青年はドアが閉まる寸前、ちらりとユーリを見ましたが、それきり出てはきませんでした。
「何か言われた?」
「い、いえ・・・」
あんたみたいなタイプ、すぐ死んじゃうよ
この言葉が、ユーリの脳内にずっと響いていました。
翌日、看護師にくっついて一日の流れを学ぶ日。
来て早々、ユーリは大変驚きました。
「本当は実習生つかせていい患者じゃないのよこの人・・・」
「でもどうしてもつけろって。朝から何もかも拒否で」
「だからって言いなりになっていいの!?」
学生がナースステーションに入る前からこのざわめきです。
昨日ユーリに絡んできたあの青年が、ユーリを自分の担当看護師につけないなら全て拒否すると言っているようなのです。

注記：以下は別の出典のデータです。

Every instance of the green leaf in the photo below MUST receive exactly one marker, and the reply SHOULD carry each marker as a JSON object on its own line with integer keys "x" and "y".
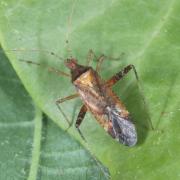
{"x": 147, "y": 32}
{"x": 32, "y": 147}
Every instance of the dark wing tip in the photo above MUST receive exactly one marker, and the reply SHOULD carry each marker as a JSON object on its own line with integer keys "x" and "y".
{"x": 124, "y": 130}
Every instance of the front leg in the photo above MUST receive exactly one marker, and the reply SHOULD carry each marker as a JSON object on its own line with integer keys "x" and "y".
{"x": 118, "y": 76}
{"x": 79, "y": 120}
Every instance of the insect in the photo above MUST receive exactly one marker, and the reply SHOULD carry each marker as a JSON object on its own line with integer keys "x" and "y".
{"x": 99, "y": 99}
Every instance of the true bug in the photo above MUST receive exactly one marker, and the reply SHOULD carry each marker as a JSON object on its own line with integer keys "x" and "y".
{"x": 99, "y": 99}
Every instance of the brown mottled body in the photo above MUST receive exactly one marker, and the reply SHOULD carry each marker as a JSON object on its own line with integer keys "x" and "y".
{"x": 101, "y": 101}
{"x": 97, "y": 96}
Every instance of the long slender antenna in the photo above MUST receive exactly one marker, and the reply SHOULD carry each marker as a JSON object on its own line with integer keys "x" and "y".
{"x": 69, "y": 25}
{"x": 50, "y": 69}
{"x": 37, "y": 50}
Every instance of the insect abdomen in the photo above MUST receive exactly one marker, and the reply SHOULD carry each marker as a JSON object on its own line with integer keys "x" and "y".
{"x": 122, "y": 128}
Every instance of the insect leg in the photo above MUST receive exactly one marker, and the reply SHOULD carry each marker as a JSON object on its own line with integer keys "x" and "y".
{"x": 79, "y": 120}
{"x": 90, "y": 57}
{"x": 114, "y": 79}
{"x": 61, "y": 100}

よりによって、今日は検査の日。拒否では話にならないのです。
「・・・実習生も今日だけでしょ?それで今日一日済めばいいじゃない」
これが、担当医の判断でした。
こうしてユーリは、彼の担当看護師にくっついて一日過ごすことになりました。
「桐島さん。来ましたよーお待ちかねの実習生」
担当看護師は病室に入るや否や言いました。
「ふうん」
桐島さんと呼ばれた彼は、ベッドに横たわったまま興味なさそうに窓の外を眺めています。
「熱測って」
「36.5度」
「お腹は?」
「なんともない」
「朝ご飯は?」
「食べたくない」
淡々と看護師から問診が続きます。
彼は一度もこちらを見ません。
「・・・あー、血圧計忘れた。学生さんごめん、ちょっとここで待ってて」
途中でそういうと、看護師は病室を出ていきました。
「・・・来たんだ」
彼がゆっくりこちらを向きました。
行けと言われたら行くしかないのが看護学生なのですが、そんなことは言えませんでした。
「俺のカルテ、見た?」
ユーリはゆっくりと首を横に振りました。今回の実習では、カルテは見ないのです。
「あんたが昨日、おばさんが吐いた血かぶったのたまたま見て、俺に似てるなって思った。いつ死んでも構わないって、この人死ねるのかって思うと衝撃だけど羨ましい。そんな顔してた」
ユーリの脳裏に、自殺未遂をした高校生の時の思い出が走馬灯のように流れていきます。
「そ、んなふ、ふ不謹慎なこと、お、思わな・・・」
息とともに言葉が流れ出ていきます。
思い出したくもない、あの時の記憶。後悔、悲しみ、懺悔。
「思わない?嘘だろ。今ここにいるのは周りが言うから。周りのために頑張る。周りのことばっかりじゃねえか」
「ち、ちが・・・い、ます」
「楽しいか?そんな人生。気弱で優しい方だろあんた。そんな生き方、すぐ潰れるぞ」
ユーリは喉元をきゅっと掴まれたように、声が出なくなりました。
そのうち看護師が戻ってきて、彼は再び視線を窓の外に戻しました。
再び淡々とやりとりが続いていきます。
涙こそ出なかったものの、全てが図星でした。
いつでも、こんな人生辞められるのなら辞めたいと思っていた。
死にたくて、でも死ぬことのできない自分が情けなかった。
普通になりたくて、普通になる方法を模索して。
みんなと変わりなく聞こえるよう必死に練習して。
何してるんだろう、といつも思っていた。
みんなに必要ない努力をしなければならない自分、努力しなければみんなと肩を並べない自分を、ユーリは好きになれませんでした。